Like it or not business is all about revenue.

The office term for this phenomenon is “rocking horse syndrome.” If you think revenue doesn’t matter you’ll get distracted with activities that feel like progress but are just a rocking horse that never moves forward.

A few examples: 1) Holding meetings about nothing 2) Doing too much company eLearning 3) Chasing MBAs 4) Following too many new trends like blockchain and AI 5) Reading business books.

Fake work doesn’t work.

Do the activities in your career that drive revenue and give customers outcomes — everything else is secondary. Those who follow this rule get paid disproportionately more.

Avoid your ideas being contaminated

The mistake I made in my career was telling everybody what I wanted to do in my 30s after I went out on my own.

Your boss, colleagues, and employer will contaminate your thinking with what is realistic versus what is possible.

They’ll tell you that your ideas are just too big or you should forget them. Or just get back to work.

What’s “possible” is mediocre.

The best careers are formed when you chase the impossible and dare to try to make it happen. Even if you don’t succeed you still get way further ahead than if you just drown in comfort and accept what others think.

Doing the opposite of most people is some of the best advice I got at 26.

Your early jobs are the good old days

I miss the career I had in my 20s and early 30s.

I got to do one of the jobs most people would dream of and it happened by accident when I met a farmer in an elevator.

This chance encounter followed up with some careful networking by me led to a career I never imagined. I got to go all over the world meeting with tech companies and being privy to the most innovative technologies in existence.

It’s how I discovered Bitcoin years before the masses.

But when I lived this career experience I didn’t appreciate it or even try to understand it. I was just go, go, go. So at 19 years old you must remember that the early jobs are some of the best jobs.

They’re the jobs that’ll make you say “I wish I could go back to the good old days.” So cherish the hell out of them right now. Write about them. And take lots of photos so you can fondly look back on these career memories.

The 20s are some of the best years because of this bizarre reason

Your 20s are when you set up your career.

It can feel like you’re always in a hurry. But when you hit your late 30s and 40s, your 20s are missed for one reason: you had time to think and explore.

Once you’re older you will likely join the overscheduled life. Family events with your kids, work events you must attend, and a calendar full of meetings and deadlines.

The sanctuary of an unscheduled life you’ve got in your 20s will disappear. And that’ll make it hard to join the dots and tap into your own wisdom.

So enjoy an empty calendar. And try to go back to one later in life if you can — that’s what I’m tryna do right now.

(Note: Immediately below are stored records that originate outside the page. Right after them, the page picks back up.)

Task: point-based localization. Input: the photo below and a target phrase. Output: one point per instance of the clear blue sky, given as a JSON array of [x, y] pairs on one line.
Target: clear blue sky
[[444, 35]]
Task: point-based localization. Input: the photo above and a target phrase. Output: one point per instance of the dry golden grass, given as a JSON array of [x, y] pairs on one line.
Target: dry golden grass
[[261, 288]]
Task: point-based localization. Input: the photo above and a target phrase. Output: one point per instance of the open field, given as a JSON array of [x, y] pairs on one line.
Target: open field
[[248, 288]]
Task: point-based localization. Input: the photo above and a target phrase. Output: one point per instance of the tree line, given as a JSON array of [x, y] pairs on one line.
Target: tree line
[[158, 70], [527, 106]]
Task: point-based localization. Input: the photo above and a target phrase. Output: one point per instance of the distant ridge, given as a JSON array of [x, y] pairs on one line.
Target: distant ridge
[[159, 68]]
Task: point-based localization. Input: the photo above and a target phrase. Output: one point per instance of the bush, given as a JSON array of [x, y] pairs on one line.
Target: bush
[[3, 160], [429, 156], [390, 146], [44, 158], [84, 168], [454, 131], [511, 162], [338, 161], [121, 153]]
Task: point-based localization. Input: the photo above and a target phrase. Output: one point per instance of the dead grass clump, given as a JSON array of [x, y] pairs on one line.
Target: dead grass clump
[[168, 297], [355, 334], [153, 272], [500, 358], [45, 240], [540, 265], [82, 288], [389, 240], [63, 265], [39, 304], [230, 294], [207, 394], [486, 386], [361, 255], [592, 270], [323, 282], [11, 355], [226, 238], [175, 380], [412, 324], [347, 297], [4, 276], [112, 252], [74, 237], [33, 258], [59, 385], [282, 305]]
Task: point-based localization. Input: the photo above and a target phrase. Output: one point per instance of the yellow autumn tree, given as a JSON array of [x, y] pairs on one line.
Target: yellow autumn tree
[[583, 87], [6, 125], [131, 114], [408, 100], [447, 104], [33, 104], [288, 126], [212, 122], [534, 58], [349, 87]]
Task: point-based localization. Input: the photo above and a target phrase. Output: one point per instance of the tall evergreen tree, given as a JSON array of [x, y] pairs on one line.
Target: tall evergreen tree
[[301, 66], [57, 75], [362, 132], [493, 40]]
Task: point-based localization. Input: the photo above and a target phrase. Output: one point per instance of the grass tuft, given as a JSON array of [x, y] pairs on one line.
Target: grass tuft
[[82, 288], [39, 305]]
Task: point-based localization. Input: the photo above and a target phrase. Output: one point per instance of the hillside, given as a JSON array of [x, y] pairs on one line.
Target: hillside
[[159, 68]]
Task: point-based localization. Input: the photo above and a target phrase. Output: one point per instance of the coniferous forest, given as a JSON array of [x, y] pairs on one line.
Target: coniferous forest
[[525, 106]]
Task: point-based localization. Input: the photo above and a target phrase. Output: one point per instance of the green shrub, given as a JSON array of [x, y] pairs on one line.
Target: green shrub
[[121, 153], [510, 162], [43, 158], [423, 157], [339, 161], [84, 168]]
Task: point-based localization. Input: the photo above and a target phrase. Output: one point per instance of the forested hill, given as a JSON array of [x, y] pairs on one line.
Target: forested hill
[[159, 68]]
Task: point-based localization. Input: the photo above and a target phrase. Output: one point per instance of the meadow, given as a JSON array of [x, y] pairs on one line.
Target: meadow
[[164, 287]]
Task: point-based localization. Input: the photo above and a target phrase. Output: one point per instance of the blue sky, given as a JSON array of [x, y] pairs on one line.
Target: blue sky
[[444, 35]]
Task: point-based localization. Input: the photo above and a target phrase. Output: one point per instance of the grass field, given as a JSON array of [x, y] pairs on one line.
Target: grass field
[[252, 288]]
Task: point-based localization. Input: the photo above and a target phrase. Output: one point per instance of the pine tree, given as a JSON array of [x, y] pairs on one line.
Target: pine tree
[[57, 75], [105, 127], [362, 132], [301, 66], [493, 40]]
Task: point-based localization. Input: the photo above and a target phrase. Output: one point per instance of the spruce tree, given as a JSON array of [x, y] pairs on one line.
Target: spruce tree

Retirement is the most misunderstood term there is

Let’s finish with this one.

The lie we’re told in our 20s is that we will work hard and then retire one day. At 37, I can tell you this is a strange idea.

Billionaire Sam Zell mentioned before he died that he got asked a lot when he’d retire, given he was 82. He didn’t get it. “Retire from what? I love what I do.” That’s the cheesy cliche that can improve your career.

When you do work you don’t need a break from it doesn’t feel like work.

Holidays become less attractive. Living for the weekend seems stupid. And all you want to do is get lost in your work. That’s the career goal you should chase. Everything else is a dog and pony show.